EMRs help boost HIV care in developing countries

By Bernie Monegain
09:58 AM

Electronic medical records improve the quality of care in developing countries, according to a new study conducted by researchers from the Regenstrief Institute and the schools of medicine at Indiana University and Moi University in Eldoret, Kenya.

The study is one of the first to explore and demonstrate the impact of electronic record systems on quality of medical care in a developing country.

In a paper published in the March 2011 issue of the Journal of the American Medical Informatics Association, Martin Chieng Were, MD, assistant professor of medicine at the IU School of Medicine and a Regenstrief Institute investigator, and his colleagues report that computer-generated reminders about overdue tests yielded nearly a 50 percent increase in the appropriate ordering of CD4 blood tests. CD4 counts are critical to monitoring the health of patients with HIV. The tests help guide treatment decisions.

[See also: Research aims to boost follow-up care with IT.]

The researchers who evaluated the impact of just-in-time clinician support (implemented within electronic medical records) on healthcare provider behavior and quality of care conducted their investigation in clinics in Eldoret, Kenya. The comparative study, which is one of the first to use computer-generated clinical reminders in sub-Saharan Africa, found that clinical summaries with computer-generated reminders significantly improved clinician adherence to CD4 testing guidelines.

This work is particularly significant, say the researchers, because of the many medical errors that occur in settings where too few skilled healthcare providers deal with a large patient population with critical illnesses.

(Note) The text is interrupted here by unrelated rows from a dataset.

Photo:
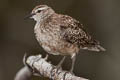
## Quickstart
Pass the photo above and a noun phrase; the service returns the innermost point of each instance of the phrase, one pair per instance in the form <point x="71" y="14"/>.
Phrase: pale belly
<point x="53" y="44"/>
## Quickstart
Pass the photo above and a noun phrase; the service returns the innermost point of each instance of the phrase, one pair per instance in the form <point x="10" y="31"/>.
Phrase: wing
<point x="73" y="32"/>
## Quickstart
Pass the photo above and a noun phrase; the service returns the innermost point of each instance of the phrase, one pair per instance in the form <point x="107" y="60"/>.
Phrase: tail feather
<point x="95" y="48"/>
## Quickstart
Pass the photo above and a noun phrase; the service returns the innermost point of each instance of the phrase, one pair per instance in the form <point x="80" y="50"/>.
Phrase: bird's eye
<point x="39" y="11"/>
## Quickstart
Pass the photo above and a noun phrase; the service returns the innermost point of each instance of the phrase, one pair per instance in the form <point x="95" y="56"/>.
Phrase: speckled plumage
<point x="62" y="35"/>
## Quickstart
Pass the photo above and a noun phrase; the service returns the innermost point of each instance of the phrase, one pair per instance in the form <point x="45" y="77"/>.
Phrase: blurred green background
<point x="100" y="17"/>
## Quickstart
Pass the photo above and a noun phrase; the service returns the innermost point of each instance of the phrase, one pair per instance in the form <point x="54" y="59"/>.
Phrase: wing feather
<point x="73" y="32"/>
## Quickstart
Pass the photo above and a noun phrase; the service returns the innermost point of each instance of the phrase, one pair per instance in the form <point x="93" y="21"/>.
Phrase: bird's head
<point x="41" y="12"/>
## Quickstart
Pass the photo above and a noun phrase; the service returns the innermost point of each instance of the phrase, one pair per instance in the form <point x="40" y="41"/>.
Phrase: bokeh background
<point x="100" y="17"/>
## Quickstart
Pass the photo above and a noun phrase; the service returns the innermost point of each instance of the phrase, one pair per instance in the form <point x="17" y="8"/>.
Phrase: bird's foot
<point x="32" y="69"/>
<point x="71" y="71"/>
<point x="24" y="62"/>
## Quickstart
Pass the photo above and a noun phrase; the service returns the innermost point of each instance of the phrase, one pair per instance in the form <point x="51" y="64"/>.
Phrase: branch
<point x="42" y="67"/>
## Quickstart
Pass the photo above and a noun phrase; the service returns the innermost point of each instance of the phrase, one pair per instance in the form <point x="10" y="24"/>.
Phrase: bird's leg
<point x="60" y="63"/>
<point x="73" y="62"/>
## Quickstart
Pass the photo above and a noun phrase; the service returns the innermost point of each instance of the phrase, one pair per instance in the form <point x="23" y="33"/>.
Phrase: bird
<point x="60" y="34"/>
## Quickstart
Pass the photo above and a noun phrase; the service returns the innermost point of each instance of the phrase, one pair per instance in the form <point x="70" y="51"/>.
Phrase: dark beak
<point x="29" y="16"/>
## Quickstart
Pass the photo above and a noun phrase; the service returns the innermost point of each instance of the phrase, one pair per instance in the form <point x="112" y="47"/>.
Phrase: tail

In developed countries, patients with HIV are often seen by infectious disease specialists for their care. In contrast, a large number of HIV-positive patients in resource-limited countries like Kenya are taken care of by clinical officers whose level of training is similar to that of nurse practitioners. The combination of overworked staff with limited training, increasingly busy clinics, the challenges of providing chronic disease management, and the difficulty of keeping up-to-date often results in suboptimal patient care, the research shows.

"We need to improve quality of care in the developing world at a time when funding for HIV and other diseases is stagnating or decreasing – which means we will have to do it with fewer personnel as the number of patients increases,” said Were. “Finding innovative ways to improve care within these constraints is critical. This study shows how electronic medical record systems with clinical decision support capabilities can help fill this need,"

[See also: IT gives hope in AIDS work.]

In a previous study, Were and his colleagues reported on approaches that can be used to successfully implement computerized clinical decision support systems in resource-limited environments.

The Academic Model Providing Access to Healthcare (AMPATH) clinics in the study employ OpenMRS, an open source electronic medical record system widely used in the developing world. AMPATH, which cares for more than 120,000 HIV-infected adults and children at 25 main clinical sites in Western Kenya, is one of Africa's largest, most comprehensive and effective HIV/AIDS control systems, Were said.

The study was primarily supported by a grant from the Abbott Fund. The U.S. Agency for International Development, as part of the President's Emergency Plan for AIDS Relief (PEPFAR), provided partial support.